Hay un jardín en donde me gusta estar. Tiene sombra, hay bancos
de madera para sentarse, y además es una
zona tranquila de tráfico.
Además el jardín me trae el recuerdo del Jardín del Paraiso y también, por comparación, del jardín de la familia o del alma , todo lo cual hay que cuidar como buenos jardineros.
Allí me reúno con un
compañero sacerdote a conversar algunas veces, y eso ya es una delicia.
Son conversaciones amables, distendidas y provechosas.
El último día hemos hablado del gran atractivo que tenía Jesús que
le buscaban los pecadores a quienes acogía y comía con ellos.
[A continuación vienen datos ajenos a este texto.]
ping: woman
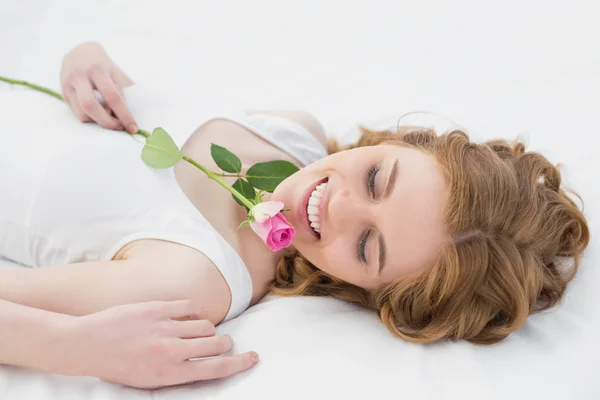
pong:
[0,43,589,387]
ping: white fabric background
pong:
[0,0,600,400]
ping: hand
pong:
[60,42,137,133]
[57,300,258,388]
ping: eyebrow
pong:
[377,158,398,275]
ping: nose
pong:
[328,188,374,233]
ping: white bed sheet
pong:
[0,0,600,400]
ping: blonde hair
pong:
[272,128,590,344]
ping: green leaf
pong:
[246,160,298,193]
[210,143,242,174]
[236,220,250,231]
[142,128,183,168]
[231,178,256,211]
[254,190,265,204]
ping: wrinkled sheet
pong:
[0,0,600,400]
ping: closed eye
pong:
[367,165,379,199]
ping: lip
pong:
[297,177,328,240]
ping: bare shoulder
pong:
[115,239,231,325]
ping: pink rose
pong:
[250,201,296,251]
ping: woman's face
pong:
[272,144,447,290]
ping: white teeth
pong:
[306,182,327,234]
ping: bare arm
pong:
[0,300,74,372]
[0,300,258,388]
[0,241,230,324]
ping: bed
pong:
[0,0,600,400]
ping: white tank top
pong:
[0,88,326,320]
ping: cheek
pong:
[298,240,361,284]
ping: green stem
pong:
[0,76,254,210]
[183,156,254,210]
[0,75,150,139]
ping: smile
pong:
[298,178,328,239]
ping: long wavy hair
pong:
[271,127,590,344]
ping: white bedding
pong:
[0,0,600,400]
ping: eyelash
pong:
[356,231,371,264]
[367,164,379,198]
[356,164,379,264]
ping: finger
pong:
[66,88,92,122]
[181,352,258,383]
[102,104,117,118]
[180,335,233,360]
[73,79,123,130]
[167,299,203,319]
[92,70,137,133]
[174,319,215,339]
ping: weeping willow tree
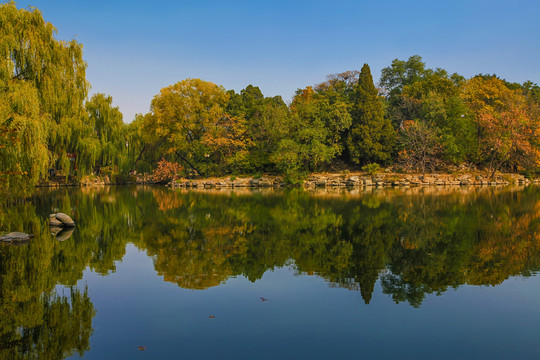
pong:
[0,1,95,193]
[85,93,126,172]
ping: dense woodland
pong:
[0,2,540,197]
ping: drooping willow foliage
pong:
[0,1,129,197]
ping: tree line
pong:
[0,1,540,195]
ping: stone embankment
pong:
[169,173,540,188]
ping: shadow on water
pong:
[0,187,540,359]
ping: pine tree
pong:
[347,64,395,165]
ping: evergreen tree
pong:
[346,64,395,165]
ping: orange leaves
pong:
[154,159,184,181]
[462,77,540,174]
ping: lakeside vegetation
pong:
[0,1,540,200]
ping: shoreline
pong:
[36,172,540,189]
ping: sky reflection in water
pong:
[0,187,540,359]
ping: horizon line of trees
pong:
[0,1,540,197]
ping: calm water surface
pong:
[0,187,540,360]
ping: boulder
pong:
[49,213,75,227]
[49,214,63,227]
[56,227,75,241]
[0,232,34,243]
Nos preguntábamos como hacía Jesús para que eso ocurriera y veíamos que era acogedor, amable, no se asustaba de los muchos
o pocos pecados de sus oyentes y los curaba en cuerpo y alma. Les llenaba de esperanza de comenzar una nueva vida.
Lo criticaban
los fariseos, pero no le importaba.
Luego pasamos a ver como también salía a buscarles, pues pone dos parábolas en donde se invita a
ir al encuentro de los perdidos. La parábola de la oveja perdida y de la mujer que pierde y busca hasta encontrarla,
la moneda perdida.
En cambio no va en busca del hijo pródigo. Le espera y le acoge
con bondad infinita.…
Me decía mi amigo que
el hijo pródigo tuvo varias cosas buenas, primero se puso a pensar, segundo fue
con humildad al encuentro del padre, confesando
su pecado y pidiendo el último puesto en su casa. No buscó disculpas para justificarse…
y añadió
este mi amigo que si el hijo decide quedarse con los cerdos, no podía echarle
la culpa al padre ni a nadie. La culpa es suya.
El escoge aquella situación lejos de su padre y
de su casa. Eso sería escoger libremente su condenación. El infierno de quedarse sin Dios. Pero esto no fue el caso en la parábola.
En nuestras conversaciones en el jardín, también entran otras cosas, pero las contaré en otra ocasión.